As president of Permanent Portfolio Family of Funds, Cuggino manages about 160,000 shares of Viacom's controlling stock, the class of shares largely held by Chairman Emeritus Sumner Redstone's National Amusements.
For Cuggino, Viacom is an underperforming stock with good assets poised for a turnaround once it can get beyond the legal and increasingly personal wrangling between CEO Philippe Dauman and Shari Redstone, daughter of the former longtime chairman.
"They're undervalued in the long term," Cuggino said. "It's got a lot of creative media properties that probably need some refreshing. Net-net, there's potential from a valuation standpoint."
Viacom's controlling shares trade at 8.9 times earnings, a steep discount to the rest of the media industry. The S&P Media index, comprising 15 of the world's largest media conglomerates including Viacom, trades at 16.2 times earnings. Viacom's shares, of which National Amusements owns nearly 80%, have fallen 33% over the past 12 months despite having gained 13% since April 19 when speculation about a sale or leadership change fueled interest in the stock.
For the foreseeable future, Cuggino said, Viacom will be in a holding pattern, a hostage of the multiple court cases playing out in Delaware and Massachusetts that are intended to decide whether Dauman can regain his board seats at National Amusements and a Redstone trust, or whether Shari Redstone takes control of those entities and sends Dauman packing, albeit with a particularly "golden parachute" worth $84 million.
"I've tried to stay out of the way of the gossip and palace intrigue stuff," said Cuggino, who manages $3 billion in assets at Permanent Portfolio in San Francisco. "The business is underperforming with the current management team; they've had some brain drain. They have some governance issues, plan of succession issues, and that adds up to a lot of negatives."
On Thursday, a judge in a Massachusetts probate court is expected to decide whether to order an independent examination of Sumner Redstone's mental capacities. Dauman and Viacom director George Abrams sued the Redstone trust and National Amusements last month, arguing that Shari Redstone had taken advantage of her father's declining health to assert control over the media company.
Shari Redstone has countered that she has no intention of running Viacom herself and simply wants new leadership for a company that has largely struggled in recent years as younger viewers have moved away from Viacom's MTV and Nickelodeon to Alphabet's (GOOG) - Get Report YouTube, Facebook (FB) - Get Report and Netflix (NFLX) - Get Report .
Nonetheless, Dauman and Abrams have charged the younger Redstone with "undue influence" over her father while asserting that he always wanted the company, and his $40 billion media empire, to be run by "professionals" and not members of his family.

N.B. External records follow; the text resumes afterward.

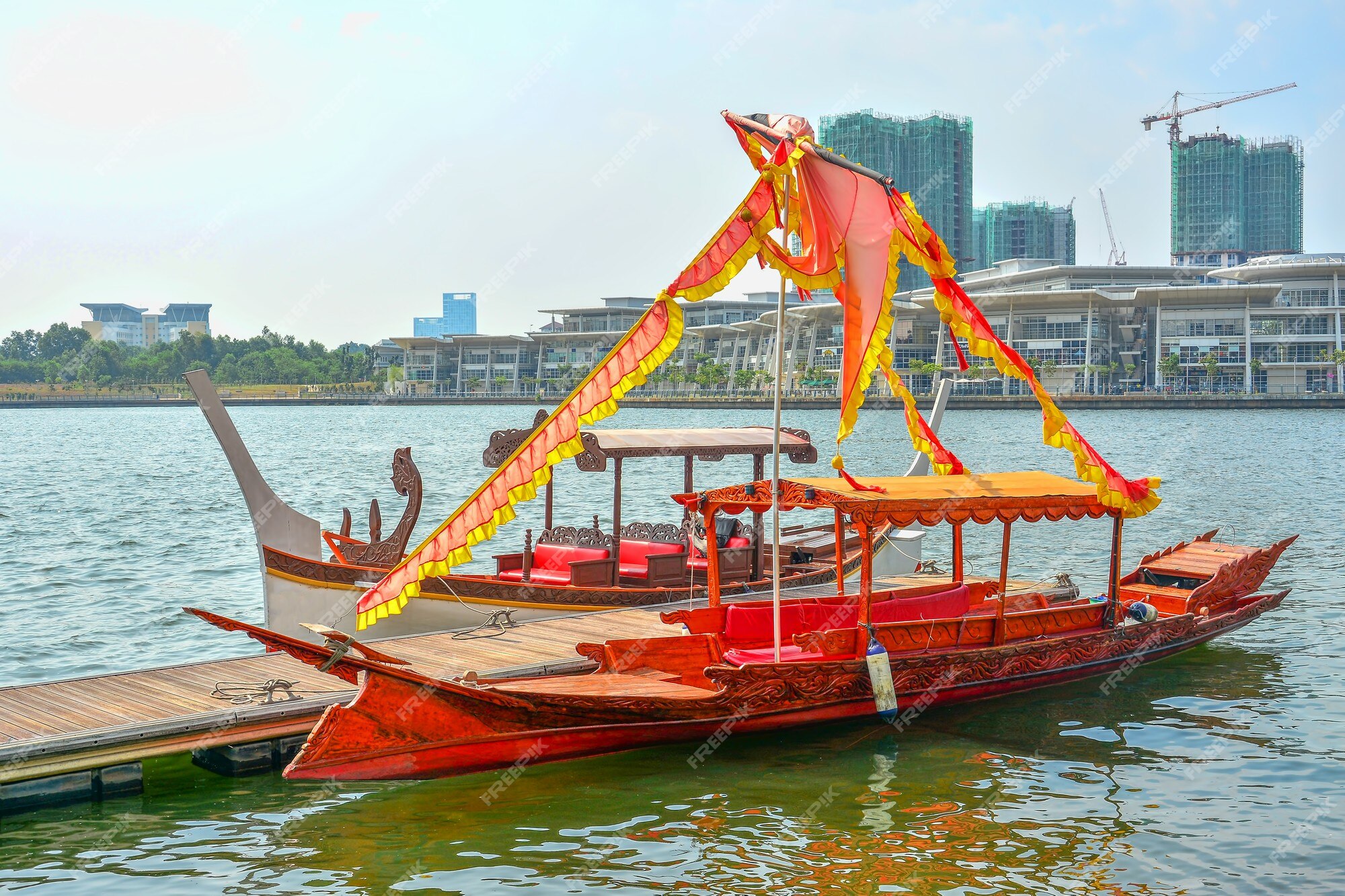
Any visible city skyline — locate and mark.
[0,0,1345,344]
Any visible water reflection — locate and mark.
[0,637,1318,893]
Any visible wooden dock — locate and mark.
[0,602,672,815]
[0,572,1038,815]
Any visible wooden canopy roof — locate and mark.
[482,410,818,473]
[586,426,818,464]
[677,471,1119,526]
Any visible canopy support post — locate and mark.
[757,157,792,662]
[952,524,962,583]
[1103,513,1120,628]
[542,467,555,529]
[835,509,845,598]
[855,524,873,624]
[999,521,1011,598]
[703,505,720,607]
[993,520,1010,647]
[612,458,621,543]
[752,455,773,580]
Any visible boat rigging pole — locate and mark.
[775,148,791,662]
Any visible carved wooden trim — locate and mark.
[621,521,683,545]
[537,526,616,552]
[482,409,607,473]
[342,448,424,567]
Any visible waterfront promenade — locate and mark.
[0,390,1345,410]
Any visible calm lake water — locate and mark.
[0,407,1345,896]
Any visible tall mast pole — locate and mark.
[775,157,791,662]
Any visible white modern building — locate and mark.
[79,301,210,347]
[375,254,1345,394]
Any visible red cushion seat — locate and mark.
[724,602,859,647]
[619,538,686,579]
[495,542,608,585]
[724,645,839,666]
[496,569,570,585]
[869,585,971,623]
[686,536,752,572]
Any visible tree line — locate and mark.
[0,323,374,387]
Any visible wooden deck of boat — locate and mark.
[0,600,682,787]
[0,575,1018,814]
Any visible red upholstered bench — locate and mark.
[617,538,686,588]
[866,585,971,627]
[686,536,752,581]
[724,585,971,666]
[495,542,616,588]
[724,602,859,666]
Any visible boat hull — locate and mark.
[285,592,1287,780]
[262,537,898,643]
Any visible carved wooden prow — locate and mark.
[342,448,422,567]
[482,409,607,473]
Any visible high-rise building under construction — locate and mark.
[1171,133,1303,268]
[818,109,974,289]
[960,200,1075,270]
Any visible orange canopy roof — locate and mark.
[678,471,1119,526]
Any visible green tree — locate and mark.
[1158,351,1181,379]
[38,323,89,360]
[1200,351,1219,391]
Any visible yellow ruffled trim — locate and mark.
[678,179,775,301]
[761,237,841,289]
[837,219,905,450]
[882,363,967,477]
[893,196,1162,518]
[355,292,683,630]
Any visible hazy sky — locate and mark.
[0,0,1345,344]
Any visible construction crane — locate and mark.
[1103,187,1126,265]
[1139,81,1298,145]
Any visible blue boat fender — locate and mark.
[1126,600,1158,622]
[865,626,897,723]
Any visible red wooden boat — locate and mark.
[188,473,1294,780]
[187,370,950,641]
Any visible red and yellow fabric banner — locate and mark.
[729,118,964,477]
[882,364,967,477]
[356,163,812,630]
[892,194,1162,517]
[355,293,682,630]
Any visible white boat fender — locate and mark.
[863,626,897,723]
[1126,600,1158,622]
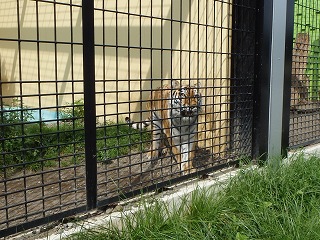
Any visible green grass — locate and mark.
[0,106,150,175]
[70,157,320,240]
[294,0,320,100]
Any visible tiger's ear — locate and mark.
[194,81,202,88]
[171,80,180,88]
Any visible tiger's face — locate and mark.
[171,83,201,121]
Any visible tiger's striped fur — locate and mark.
[126,83,202,173]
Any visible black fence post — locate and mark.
[253,0,293,160]
[281,0,294,156]
[82,0,97,210]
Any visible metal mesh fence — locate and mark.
[290,0,320,148]
[0,0,256,236]
[0,0,86,233]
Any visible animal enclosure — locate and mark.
[0,0,320,237]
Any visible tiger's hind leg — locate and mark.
[148,121,163,166]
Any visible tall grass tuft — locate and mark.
[71,156,320,240]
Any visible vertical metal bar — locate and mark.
[252,0,273,159]
[268,0,287,159]
[255,0,292,160]
[82,0,97,210]
[281,0,294,155]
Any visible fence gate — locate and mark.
[0,0,256,237]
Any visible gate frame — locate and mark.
[253,0,294,163]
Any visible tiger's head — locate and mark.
[171,82,202,120]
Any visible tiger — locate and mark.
[125,81,202,174]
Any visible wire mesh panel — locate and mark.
[0,0,256,236]
[95,0,255,205]
[290,0,320,147]
[0,0,86,235]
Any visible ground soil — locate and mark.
[0,147,218,232]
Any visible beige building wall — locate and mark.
[0,0,232,152]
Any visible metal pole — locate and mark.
[82,0,97,210]
[253,0,294,163]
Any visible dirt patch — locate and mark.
[0,150,217,232]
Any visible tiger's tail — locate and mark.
[125,117,151,130]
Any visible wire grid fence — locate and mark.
[0,0,256,236]
[289,0,320,148]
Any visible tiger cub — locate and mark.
[125,81,202,174]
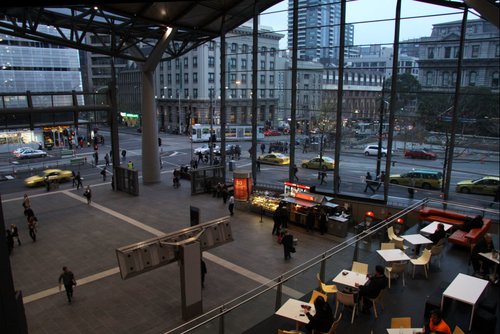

Whatever the outcome of the court battles and finger-pointing, Cuggino said Viacom remains a good investment. The company pays a reasonable dividend, owns a major Hollywood studio -- Paramount Pictures -- and owns cable TV properties that have excellent name recognition if few hit shows. (Its other networks include Comedy Central, Spike, TV Land and BET, among others.)
"It is a collection of undervalued assets ... and so we're willing to wait and collect a dividend while it gets its house in order," Cuggino said. "It has been frustrating, but if they can get back to running the business and refresh some of their properties, there's substantial gain opportunity in the long term."
Viacom shares on Tuesday afternoon were up nearly 3% to $40.03 as the broader financial markets rebounded from two days of Brexit-related losses.